Rina Shah, Antjuan Seawright, thanks so much to all of you.

Well, please do tune in for special coverage of the ABC News presidential debates simulcast here on CNN. It airs Tuesday, 9:00 p.m. Eastern Time. CNN will replay the debate on Wednesday at 2:00 a.m. Eastern 7:00 a.m. London, again, 2:00 p.m. eastern on Wednesday, 7:00 p.m. in London, 10:00 p.m. in Abu Dhabi.

Lots of chances to see it.

Still ahead. What were learning from a video update released by Kensington Palace about Catherine, the Princess of Wales, and her ongoing fight against cancer.

(COMMERCIAL BREAK)

SCIUTTO: Welcome back. Kensington Palace has released a smoothly produced video update on the health of Catherine, the princess of Wales. In the video, Catherine narrates an update on her life and health, announces she's completed her chemotherapy treatment. The princess of Wales says she's looking forward to resuming her public royal duties. Catherine announced in March, you may remember she had been diagnosed with cancer, which came after undergoing abdominal surgery just after Christmas. She was last seen in public in July at Wimbledon.

Also overseas, Israeli airstrikes killed at least 16 people, injured, dozens more in central Syria on Sunday.

[15:20:02]

That according to Syria's state-run news agency. This comes, as Israel says, it will reopen a key border crossing through Jordan Tuesday, three crossings were closed after a Jordanian gunman shot and killed three Israeli civilians at that border point on Sunday. The suspect's brother says he may have been motivated by angry over the war in Gaza.

CNN international diplomatic editor, Nic Robertson, is in northern Israel for us this afternoon.

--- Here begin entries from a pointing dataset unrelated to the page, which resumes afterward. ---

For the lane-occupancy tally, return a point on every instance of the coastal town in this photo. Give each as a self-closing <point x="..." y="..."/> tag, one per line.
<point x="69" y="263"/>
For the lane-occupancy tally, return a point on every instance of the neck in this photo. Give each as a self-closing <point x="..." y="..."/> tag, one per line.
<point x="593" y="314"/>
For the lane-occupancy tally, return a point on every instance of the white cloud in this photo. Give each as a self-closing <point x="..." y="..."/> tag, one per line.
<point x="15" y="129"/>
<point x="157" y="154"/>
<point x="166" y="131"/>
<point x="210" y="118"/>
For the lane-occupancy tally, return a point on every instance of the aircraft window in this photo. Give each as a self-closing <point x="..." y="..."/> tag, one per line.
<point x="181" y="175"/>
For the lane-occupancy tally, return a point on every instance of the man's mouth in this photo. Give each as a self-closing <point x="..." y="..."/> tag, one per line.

Nic, these latest attacks happening while Israel says, and this is notable, right? Because we've had the war in Gaza. You've had the escalating tensions in the West Bank and you've had a heck of a lot of cross border fire in the north. Israel is saying it seems that it's going to be some begin, some sort of major operation in southern Lebanon to target Hezbollah.

Do we know to what degree and how far they're talking about going?

NIC ROBERTSON, CNN INTERNATIONAL DIPLOMATIC EDITOR: It's not clear at the moment. And what is clear and just as you said, the defense minister just a couple of days ago over the weekend, was briefing troops in Gaza when he talked about, we could redeploy you at a moments notice to the north, and we've got everything in place to do it.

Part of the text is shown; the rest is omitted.